Cerebrium runs in a shared, multi-tenant environment. The platform continuously adjusts capacity — spinning down nodes and launching new ones to scale, optimize compute usage, and roll out updates. Workloads are migrated to new nodes during this process. Applications also have metric-based autoscaling criteria that dictate when instances scale, remain active, or shift during deployments. Implement graceful termination to prevent requests from ending prematurely when instances are marked for termination.

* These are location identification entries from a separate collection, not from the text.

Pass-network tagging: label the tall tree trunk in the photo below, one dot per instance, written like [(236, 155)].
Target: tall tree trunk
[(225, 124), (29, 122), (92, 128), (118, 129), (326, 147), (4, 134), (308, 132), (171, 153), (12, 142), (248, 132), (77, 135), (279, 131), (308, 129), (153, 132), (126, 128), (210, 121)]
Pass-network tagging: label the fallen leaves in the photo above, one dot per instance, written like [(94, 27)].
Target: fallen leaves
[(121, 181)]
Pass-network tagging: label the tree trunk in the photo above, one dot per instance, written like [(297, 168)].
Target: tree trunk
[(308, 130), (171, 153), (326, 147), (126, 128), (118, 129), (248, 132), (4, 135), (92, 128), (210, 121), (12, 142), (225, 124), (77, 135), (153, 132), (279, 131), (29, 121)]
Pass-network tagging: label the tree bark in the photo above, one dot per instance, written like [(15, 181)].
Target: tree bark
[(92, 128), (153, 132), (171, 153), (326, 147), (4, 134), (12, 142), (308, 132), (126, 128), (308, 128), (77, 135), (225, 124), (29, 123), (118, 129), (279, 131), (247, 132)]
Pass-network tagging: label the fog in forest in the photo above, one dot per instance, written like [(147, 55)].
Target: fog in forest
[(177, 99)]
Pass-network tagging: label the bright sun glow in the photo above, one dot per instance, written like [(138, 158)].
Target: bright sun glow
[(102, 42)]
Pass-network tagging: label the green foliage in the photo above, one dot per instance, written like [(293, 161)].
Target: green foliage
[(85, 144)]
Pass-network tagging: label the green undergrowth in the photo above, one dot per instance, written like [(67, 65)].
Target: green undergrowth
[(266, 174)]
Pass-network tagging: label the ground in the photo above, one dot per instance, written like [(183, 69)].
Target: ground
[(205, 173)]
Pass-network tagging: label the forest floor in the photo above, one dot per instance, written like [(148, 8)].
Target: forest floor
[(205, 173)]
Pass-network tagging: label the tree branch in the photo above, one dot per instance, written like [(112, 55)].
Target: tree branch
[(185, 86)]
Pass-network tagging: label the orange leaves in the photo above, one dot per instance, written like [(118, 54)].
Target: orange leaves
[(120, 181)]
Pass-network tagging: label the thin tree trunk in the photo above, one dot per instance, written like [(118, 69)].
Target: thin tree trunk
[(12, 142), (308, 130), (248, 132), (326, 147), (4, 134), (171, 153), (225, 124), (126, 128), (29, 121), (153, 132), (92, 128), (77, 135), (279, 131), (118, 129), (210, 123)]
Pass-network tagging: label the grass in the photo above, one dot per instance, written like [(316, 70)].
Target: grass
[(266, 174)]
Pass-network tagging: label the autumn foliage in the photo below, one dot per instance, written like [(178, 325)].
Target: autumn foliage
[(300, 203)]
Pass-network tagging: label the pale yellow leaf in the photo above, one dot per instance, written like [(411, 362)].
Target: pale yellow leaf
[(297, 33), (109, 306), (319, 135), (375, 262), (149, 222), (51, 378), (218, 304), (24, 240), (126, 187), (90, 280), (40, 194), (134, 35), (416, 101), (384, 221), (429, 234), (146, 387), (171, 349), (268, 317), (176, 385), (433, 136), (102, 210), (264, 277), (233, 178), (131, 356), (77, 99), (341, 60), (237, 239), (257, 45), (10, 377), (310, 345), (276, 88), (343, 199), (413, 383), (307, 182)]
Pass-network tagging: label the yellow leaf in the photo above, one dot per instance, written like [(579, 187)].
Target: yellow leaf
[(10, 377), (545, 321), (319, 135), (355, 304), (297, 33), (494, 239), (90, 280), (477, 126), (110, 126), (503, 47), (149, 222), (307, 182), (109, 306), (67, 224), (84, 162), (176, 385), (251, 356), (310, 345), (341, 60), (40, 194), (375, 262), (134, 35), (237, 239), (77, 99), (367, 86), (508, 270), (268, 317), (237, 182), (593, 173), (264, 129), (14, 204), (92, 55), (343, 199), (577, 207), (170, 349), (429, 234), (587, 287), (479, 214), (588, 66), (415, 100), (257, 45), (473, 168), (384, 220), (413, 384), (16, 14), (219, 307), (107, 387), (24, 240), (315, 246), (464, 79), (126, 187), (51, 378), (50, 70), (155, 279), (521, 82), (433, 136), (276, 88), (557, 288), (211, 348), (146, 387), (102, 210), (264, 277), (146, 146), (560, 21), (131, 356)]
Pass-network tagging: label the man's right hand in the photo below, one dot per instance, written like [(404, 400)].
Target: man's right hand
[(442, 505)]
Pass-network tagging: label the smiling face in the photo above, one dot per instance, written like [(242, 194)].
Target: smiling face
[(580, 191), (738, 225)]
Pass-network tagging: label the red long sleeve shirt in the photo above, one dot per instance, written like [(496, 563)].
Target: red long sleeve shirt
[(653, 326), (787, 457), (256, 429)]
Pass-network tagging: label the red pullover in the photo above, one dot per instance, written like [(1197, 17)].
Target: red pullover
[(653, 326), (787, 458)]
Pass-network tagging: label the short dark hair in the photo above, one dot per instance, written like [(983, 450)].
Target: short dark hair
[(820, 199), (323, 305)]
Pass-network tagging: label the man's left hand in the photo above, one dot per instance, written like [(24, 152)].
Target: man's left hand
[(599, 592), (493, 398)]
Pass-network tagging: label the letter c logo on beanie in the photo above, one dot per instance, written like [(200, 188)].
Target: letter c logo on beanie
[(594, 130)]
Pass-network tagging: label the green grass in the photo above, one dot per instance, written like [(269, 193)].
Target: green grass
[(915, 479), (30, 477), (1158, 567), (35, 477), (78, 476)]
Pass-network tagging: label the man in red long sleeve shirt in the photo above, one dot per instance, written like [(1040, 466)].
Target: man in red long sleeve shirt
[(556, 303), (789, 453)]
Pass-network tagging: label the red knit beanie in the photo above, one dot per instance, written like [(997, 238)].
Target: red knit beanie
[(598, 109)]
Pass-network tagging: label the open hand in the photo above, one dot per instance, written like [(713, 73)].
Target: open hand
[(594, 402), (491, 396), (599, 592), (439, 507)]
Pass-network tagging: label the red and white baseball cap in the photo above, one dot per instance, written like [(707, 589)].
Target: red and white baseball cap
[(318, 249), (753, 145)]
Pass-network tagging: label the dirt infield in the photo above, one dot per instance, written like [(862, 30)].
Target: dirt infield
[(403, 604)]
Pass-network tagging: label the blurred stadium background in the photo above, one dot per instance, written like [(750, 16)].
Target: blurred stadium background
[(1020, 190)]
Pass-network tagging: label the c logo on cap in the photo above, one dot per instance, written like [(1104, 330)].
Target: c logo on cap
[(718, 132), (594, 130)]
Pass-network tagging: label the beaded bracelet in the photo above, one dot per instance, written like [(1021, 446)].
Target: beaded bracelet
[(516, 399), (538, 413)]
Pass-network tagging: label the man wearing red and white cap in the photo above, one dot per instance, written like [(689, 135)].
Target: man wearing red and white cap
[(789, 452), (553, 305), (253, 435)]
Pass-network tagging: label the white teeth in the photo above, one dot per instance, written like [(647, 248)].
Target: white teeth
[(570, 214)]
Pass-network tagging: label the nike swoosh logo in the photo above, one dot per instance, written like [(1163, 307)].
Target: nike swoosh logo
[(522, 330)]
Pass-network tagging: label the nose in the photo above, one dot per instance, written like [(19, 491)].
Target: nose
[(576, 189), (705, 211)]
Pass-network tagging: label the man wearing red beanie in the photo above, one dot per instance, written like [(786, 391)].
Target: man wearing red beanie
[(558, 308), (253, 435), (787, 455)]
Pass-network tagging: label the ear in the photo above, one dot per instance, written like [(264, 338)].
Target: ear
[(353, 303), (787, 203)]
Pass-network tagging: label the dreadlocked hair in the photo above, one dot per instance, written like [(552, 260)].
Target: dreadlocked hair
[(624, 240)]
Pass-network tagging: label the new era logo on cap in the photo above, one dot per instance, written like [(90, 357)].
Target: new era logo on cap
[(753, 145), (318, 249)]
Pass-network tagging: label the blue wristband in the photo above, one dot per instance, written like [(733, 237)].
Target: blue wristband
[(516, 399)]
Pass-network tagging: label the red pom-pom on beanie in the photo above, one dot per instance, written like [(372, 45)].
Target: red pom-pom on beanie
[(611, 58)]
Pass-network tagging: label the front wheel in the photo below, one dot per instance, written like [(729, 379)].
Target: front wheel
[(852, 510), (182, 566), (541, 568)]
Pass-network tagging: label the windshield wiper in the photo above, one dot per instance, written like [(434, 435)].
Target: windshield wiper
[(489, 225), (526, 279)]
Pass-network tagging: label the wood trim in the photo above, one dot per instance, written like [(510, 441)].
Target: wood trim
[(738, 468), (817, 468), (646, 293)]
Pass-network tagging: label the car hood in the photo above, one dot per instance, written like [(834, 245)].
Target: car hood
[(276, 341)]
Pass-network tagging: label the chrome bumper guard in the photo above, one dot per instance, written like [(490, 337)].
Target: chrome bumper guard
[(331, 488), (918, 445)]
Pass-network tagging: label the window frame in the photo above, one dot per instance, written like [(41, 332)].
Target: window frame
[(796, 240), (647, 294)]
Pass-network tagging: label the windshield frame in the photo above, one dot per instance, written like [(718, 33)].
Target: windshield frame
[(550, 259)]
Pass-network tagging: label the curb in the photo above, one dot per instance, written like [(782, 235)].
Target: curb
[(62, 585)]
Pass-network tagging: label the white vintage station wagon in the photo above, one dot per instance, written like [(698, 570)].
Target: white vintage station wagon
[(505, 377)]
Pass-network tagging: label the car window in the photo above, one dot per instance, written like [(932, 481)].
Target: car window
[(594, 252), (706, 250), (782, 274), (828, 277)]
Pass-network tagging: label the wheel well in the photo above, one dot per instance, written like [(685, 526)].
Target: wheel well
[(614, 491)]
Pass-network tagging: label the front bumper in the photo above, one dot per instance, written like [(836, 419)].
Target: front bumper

## Understanding Instance Termination

For both application autoscaling and internal node scaling, the platform sends a SIGTERM signal to warn the application of an impending shutdown. Cortex applications (Cerebrium's default runtime) handle this automatically. Custom runtimes must catch and handle this signal to shut down gracefully. Once `response_grace_period` elapses, the platform sends a SIGKILL signal, terminating the instance immediately.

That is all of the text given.